2.4.1. References to const

As with any other object, we can bind a reference to an object of a const type. To do so we use a reference to const, which is a reference that refers to a const type. Unlike an ordinary reference, a reference to const cannot be used to change the object to which the reference is bound:

const int ci = 1024;
const int &r1 = ci;   // ok: both reference and underlying object are const
r1 = 42;              // error: r1 is a reference to const
int &r2 = ci;         // error: non const reference to a const object

Because we cannot assign directly to ci, we also should not be able to use a reference to change ci. Therefore, the initialization of r2 is an error. If this initialization were legal, we could use r2 to change the value of its underlying object.

Initialization and References to const

In § 2.3.1 (p. 51) we noted that there are two exceptions to the rule that the type of a reference must match the type of the object to which it refers. The first exception is that we can initialize a reference to const from any expression that can be converted (§ 2.1.2, p. 35) to the type of the reference. In particular, we can bind a reference to const to a nonconst object, a literal, or a more general expression:

int i = 42;
const int &r1 = i;      // we can bind a const int& to a plain int object
const int &r2 = 42;     // ok: r1 is a reference to const
const int &r3 = r1 * 2; // ok: r3 is a reference to const
int &r4 = r * 2;        // error: r4 is a plain, non const reference

The easiest way to understand this difference in initialization rules is to consider what happens when we bind a reference to an object of a different type:

double dval = 3.14;
const int &ri = dval;

Here ri refers to an int. Operations on ri will be integer operations, but dval is a floating-point number, not an integer. To ensure that the object to which ri is bound is an int, the compiler transforms this code into something like

const int temp = dval;   // create a temporary const int from the double
const int &ri = temp;    // bind ri to that temporary

In this case, ri is bound to a temporary object. A temporary object is an unnamed object created by the compiler when it needs a place to store a result from evaluating an expression. C++ programmers often use the word temporary as an abbreviation for temporary object.

Now consider what could happen if this initialization were allowed but ri was not const. If ri weren’t const, we could assign to ri. Doing so would change the object to which ri is bound. That object is a temporary, not dval. The programmer who made ri refer to dval would probably expect that assigning to ri would change dval. After all, why assign to ri unless the intent is to change the object to which ri is bound? Because binding a reference to a temporary is almost surely not what the programmer intended, the language makes it illegal.
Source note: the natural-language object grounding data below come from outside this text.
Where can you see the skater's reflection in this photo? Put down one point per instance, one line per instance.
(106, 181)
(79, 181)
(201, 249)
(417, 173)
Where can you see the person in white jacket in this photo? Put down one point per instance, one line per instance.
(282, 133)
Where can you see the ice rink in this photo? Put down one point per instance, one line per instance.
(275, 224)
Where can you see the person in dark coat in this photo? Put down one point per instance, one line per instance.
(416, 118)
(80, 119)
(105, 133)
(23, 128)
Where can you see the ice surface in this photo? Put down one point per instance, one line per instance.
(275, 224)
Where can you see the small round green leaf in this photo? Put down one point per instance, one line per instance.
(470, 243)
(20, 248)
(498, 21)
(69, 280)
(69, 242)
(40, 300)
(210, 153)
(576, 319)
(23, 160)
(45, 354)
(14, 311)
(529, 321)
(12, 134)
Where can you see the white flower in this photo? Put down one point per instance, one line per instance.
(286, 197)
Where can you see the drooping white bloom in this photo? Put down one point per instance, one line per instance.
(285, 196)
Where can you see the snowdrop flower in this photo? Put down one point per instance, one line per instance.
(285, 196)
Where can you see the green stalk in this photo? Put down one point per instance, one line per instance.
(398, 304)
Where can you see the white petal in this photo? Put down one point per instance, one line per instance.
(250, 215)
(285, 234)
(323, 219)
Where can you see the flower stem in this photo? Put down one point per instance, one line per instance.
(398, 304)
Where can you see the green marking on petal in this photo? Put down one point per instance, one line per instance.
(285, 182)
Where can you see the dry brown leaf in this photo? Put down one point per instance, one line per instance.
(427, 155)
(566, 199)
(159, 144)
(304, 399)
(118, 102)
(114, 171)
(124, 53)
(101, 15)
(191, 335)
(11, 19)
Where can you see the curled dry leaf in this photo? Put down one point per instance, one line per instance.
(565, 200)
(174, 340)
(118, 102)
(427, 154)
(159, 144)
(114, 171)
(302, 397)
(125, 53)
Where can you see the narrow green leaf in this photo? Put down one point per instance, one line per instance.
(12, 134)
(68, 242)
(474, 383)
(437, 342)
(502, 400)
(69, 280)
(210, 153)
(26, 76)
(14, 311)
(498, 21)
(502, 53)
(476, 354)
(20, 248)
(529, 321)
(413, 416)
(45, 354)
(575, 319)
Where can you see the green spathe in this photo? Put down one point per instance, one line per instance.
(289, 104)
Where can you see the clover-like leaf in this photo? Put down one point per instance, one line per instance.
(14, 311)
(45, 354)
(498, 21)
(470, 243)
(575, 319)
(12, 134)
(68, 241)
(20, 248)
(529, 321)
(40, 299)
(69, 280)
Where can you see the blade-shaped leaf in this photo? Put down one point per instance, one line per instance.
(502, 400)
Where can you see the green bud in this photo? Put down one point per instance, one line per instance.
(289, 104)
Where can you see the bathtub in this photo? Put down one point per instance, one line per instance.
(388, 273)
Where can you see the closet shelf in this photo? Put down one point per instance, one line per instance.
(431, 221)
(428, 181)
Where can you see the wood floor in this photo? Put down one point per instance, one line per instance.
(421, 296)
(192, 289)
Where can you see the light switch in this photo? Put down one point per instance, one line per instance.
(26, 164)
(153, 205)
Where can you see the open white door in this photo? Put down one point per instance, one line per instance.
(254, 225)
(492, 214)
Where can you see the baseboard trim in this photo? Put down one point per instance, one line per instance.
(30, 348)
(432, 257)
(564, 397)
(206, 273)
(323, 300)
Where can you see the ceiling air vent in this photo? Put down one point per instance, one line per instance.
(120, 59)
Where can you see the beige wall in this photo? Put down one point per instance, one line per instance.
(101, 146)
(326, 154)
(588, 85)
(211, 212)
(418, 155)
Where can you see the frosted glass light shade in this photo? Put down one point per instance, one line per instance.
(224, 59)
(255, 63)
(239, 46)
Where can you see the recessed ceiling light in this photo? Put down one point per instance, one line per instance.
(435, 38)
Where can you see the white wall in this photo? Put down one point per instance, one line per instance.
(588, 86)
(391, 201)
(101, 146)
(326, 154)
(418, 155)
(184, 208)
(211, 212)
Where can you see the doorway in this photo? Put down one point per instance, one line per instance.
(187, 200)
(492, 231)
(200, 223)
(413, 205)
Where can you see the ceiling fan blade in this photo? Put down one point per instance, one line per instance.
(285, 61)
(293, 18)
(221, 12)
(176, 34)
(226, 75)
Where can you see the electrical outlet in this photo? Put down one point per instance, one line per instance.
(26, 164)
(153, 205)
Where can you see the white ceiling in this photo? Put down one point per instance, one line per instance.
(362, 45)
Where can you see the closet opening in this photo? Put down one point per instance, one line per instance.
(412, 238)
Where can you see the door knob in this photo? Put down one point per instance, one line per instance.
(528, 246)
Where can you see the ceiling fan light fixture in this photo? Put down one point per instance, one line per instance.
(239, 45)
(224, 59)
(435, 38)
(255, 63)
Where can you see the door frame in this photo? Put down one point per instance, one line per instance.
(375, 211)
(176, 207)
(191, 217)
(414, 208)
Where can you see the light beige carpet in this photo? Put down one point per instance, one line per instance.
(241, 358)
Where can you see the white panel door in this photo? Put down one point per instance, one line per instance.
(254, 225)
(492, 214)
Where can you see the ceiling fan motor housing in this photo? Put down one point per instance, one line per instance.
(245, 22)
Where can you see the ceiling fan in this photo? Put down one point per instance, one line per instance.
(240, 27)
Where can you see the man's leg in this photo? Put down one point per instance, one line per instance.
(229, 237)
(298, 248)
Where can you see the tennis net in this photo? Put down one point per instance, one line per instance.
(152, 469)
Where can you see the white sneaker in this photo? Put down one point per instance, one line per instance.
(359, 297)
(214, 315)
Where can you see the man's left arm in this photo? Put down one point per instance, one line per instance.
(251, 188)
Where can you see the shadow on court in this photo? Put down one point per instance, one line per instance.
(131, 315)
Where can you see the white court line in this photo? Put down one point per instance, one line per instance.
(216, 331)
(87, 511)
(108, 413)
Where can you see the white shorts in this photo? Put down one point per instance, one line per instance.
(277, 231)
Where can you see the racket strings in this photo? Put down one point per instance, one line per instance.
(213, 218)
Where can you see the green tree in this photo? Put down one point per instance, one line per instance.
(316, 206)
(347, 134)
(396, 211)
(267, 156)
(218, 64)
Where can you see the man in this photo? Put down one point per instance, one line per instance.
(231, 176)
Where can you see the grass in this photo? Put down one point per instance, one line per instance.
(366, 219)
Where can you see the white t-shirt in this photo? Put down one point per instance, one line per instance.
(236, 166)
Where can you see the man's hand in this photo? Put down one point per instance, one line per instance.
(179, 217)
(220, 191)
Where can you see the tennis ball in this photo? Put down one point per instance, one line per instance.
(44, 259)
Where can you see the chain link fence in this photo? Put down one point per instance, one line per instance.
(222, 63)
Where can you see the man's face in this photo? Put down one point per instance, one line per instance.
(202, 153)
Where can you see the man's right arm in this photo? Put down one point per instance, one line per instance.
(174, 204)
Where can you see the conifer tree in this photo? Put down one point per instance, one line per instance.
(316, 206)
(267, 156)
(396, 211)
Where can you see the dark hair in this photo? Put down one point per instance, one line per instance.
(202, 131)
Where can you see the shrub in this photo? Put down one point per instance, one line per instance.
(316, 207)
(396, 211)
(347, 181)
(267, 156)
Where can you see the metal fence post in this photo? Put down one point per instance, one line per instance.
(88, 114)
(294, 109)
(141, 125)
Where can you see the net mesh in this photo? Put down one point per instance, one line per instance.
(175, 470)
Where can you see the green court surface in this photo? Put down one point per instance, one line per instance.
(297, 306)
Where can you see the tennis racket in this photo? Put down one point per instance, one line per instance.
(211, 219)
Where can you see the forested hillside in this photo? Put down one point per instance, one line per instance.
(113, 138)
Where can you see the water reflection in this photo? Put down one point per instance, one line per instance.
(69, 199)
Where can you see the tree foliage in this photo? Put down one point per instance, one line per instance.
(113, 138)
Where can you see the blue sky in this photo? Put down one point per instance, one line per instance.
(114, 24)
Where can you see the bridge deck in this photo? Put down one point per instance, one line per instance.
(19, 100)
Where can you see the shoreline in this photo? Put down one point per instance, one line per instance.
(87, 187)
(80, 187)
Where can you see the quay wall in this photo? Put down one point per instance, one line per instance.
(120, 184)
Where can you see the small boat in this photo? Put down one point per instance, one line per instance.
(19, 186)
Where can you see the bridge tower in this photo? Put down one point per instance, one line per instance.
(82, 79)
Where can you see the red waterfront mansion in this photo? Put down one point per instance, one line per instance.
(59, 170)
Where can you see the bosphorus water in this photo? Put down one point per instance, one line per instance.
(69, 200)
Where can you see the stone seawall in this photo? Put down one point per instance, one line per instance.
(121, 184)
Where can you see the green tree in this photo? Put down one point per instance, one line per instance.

A Reference to const May Refer to an Object That Is Not const

It is important to realize that a reference to const restricts only what we can do through that reference. Binding a reference to const to an object says nothing about whether the underlying object itself is const. Because the underlying object might be nonconst, it might be changed by other means:

int i = 42;
int &r1 = i;          // r1 bound to i
const int &r2 = i;    // r2 also bound to i; but cannot be used to change i
r1 = 0;               // r1 is not const; i is now 0
r2 = 0;               // error: r2 is a reference to const

Binding r2 to the (nonconst) int i is legal. However, we cannot use r2 to change i. Even so, the value in i still might change. We can change i by assigning to it directly, or by assigning to another reference bound to i, such as r1.